The trajectory is the finding
The three clean trajectories — Hong Kong rerating, export-control overhang, revenue-curve maturation — each isolate a different mechanism that the static scoreboard could not distinguish. A reader looking at the static cohort sees four Western-premium pairs and four Chinese-premium pairs; a reader looking at the trajectories sees three coherent regime stories and three more whose shape ranges from stable inversion (NVIDIA and Cambricon) to peak-and-compress (Boston Dynamics and Unitree) to noisy step (OpenAI and Moonshot).
For a descriptive paper, the trajectory data is the strongest reading the cohort produces. The static premium at any single date is a function of accidents of disclosure timing, recent funding rounds, and listing-venue mechanics; the trajectory shows what actually moved the pair. Anthropic and Zhipu's six-month detonation under the Hong Kong listing window is the cleanest single example of regime change in the cohort. TSMC and SMIC's monotonic narrowing is the cleanest single example of policy-regime pricing. xAI and Minimax's 1,200-point compression is the cleanest single example of how much static premium readings overstate the signal on low-revenue Chinese firms.
This is a descriptive paper, not a predictive one — the trajectory data does not justify forecasts on where the next reference point will land. But it does justify a stronger version of the founding paper's thesis: the Western premium is not a sector property; it is a regime property, and the regime is set by listing-venue access, policy overhang, and revenue maturation on different timelines for different pairs. Anyone trading on the premium needs to read the trajectory, not the snapshot.
Technical detail
- The founding paper now carries a temporal premium series alongside the static scoreboard. Six pairs carry at least three reference points across end-2023 to mid-2026.
- An aggregate signed-premium overlay plot rendered on a symmetric-log axis lets the −98% endpoint of Anthropic and Zhipu and the +1,686% peak of Boston Dynamics and Unitree coexist on one chart, with per-pair sparklines on a shared time grid.
- Three clean trajectory archetypes.Anthropic and Zhipu separates after the Hong Kong listing window (−50% to −98%); TSMC and SMIC narrows monotonically (+145% to +40%) on SMIC's multiple tripling under export controls; xAI and Minimax compresses (+1,289% to +70%) as both firms grow past the near-zero revenue base.
- Three structurally non-comparable pairs — DeepMind and DeepSeek, Figure and UBTECH, 1X and AgiBot — are excluded per the founding-paper methodology.
- Three pairs with insufficient historical reference data — Cohere and 01.AI, Mistral and DeepSeek, Stripe and Ant Group — carry point-in-time premiums only; full trajectories will be captured as historical disclosures land.

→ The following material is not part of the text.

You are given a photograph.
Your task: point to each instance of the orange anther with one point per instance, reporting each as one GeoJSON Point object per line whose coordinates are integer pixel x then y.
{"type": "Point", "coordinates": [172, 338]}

What this opens. The trajectory data raises the obvious next question: at what cadence should we refresh these reference points?The current cut produces one new reference point per fiscal year on the public-firm side and one per major funding round on the private side — an irregular cadence that captures the regime changes but smooths over the quarterly resolution where most movement happens. The next iteration will add quarterly marks for the six trajectory pairs, conditional on disclosure availability, and will extend the framework to Cohere and 01.AI, Mistral and DeepSeek, and Stripe and Ant Group as soon as historical reference data lands.